Tim Tryzbiak, VP of Operations at Channel Intelligence tells us about leveraging Amazon Mechanical Turk in their workflow. Channel Intelligence helps manufacturers, retailers, and affiliates improve and understand their data in order to sell more products. They help shoppers find and buy the products they are looking for, both online and in local stores. They also provide data intelligence that helps identify the latest trends about consumer buying habits.

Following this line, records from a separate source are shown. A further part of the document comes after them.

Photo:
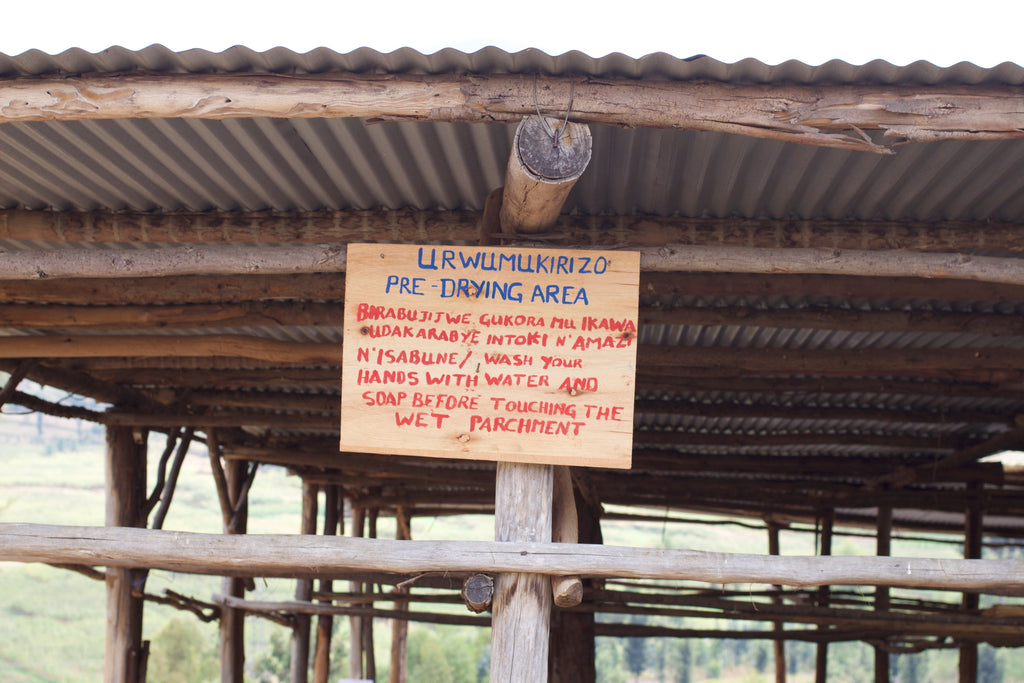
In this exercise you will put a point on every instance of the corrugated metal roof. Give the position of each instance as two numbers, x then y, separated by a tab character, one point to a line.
310	164
336	164
496	60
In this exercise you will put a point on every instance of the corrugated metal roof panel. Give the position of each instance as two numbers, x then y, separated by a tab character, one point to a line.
337	164
496	60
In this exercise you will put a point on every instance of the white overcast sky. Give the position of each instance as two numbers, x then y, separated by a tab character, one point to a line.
938	31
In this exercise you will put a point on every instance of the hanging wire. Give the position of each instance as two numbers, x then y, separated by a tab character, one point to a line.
544	122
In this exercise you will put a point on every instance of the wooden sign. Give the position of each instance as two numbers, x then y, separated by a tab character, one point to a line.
508	354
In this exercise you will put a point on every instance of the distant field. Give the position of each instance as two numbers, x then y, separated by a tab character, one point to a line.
52	621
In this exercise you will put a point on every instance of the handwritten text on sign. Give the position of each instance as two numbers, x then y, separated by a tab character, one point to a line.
512	354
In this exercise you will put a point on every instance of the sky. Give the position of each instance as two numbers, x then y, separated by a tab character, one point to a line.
899	32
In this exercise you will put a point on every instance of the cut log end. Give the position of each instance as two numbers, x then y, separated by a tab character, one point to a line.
477	592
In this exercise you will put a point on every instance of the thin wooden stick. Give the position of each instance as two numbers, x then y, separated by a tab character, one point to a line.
219	479
172	478
232	259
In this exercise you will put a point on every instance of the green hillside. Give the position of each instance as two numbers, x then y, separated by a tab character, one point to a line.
52	621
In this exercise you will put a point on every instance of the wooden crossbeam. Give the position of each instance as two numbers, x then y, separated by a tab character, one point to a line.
331	257
275	555
324	286
139	317
677	360
809	115
303	313
463	227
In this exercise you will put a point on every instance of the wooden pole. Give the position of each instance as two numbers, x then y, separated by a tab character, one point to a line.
333	503
399	627
220	259
547	159
566	591
521	607
803	114
288	555
232	621
821	660
572	632
124	657
355	669
370	671
883	549
303	591
973	531
779	642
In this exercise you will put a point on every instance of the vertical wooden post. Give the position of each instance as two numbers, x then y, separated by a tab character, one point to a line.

Why did you choose Mechanical Turk?
We were introduced to Mechanical Turk by one of our developers. About seven months ago, he pulled a bunch of us together and said, “Hey, I found this new tool and I think it can really improve what we’re doing…” Certainly this piqued our interest and we decided to take a closer look. One of the things that we’re constantly doing is looking at different ways to make our work more efficient. We’ve always tried to think outside of the box and leverage different ideas and technology. I think the tag-line you guys have, “artificial artificial intelligence”, really grabbed our attention. When we started looking into Turk, we really started to see the benefits. We thought, “Here’s a way we can be more efficient in our operational tasks while still maintaining quality.” From there, we decided to try our first HIT and see what kind of results we’d get.
What was your first HIT?
The first HIT that we decided to try was part of our data optimization process. One of our first steps in the optimization of data is categorization. In our world, we deal with about 100 million products every day and we probably have a product churn of about 50,000 to 100,000 a day. The first thing we do is we take these products and categorize them. This helps us put them in context so we can do data cleansing and mining. Our categorization process is mostly automated and it gets about 80 percent of the items in the right place, right away. The other 20 percent doesn’t get caught because the data tends to be poor or the scripts simply don’t exist yet. This means we need manual intervention to try to figure out what these products are.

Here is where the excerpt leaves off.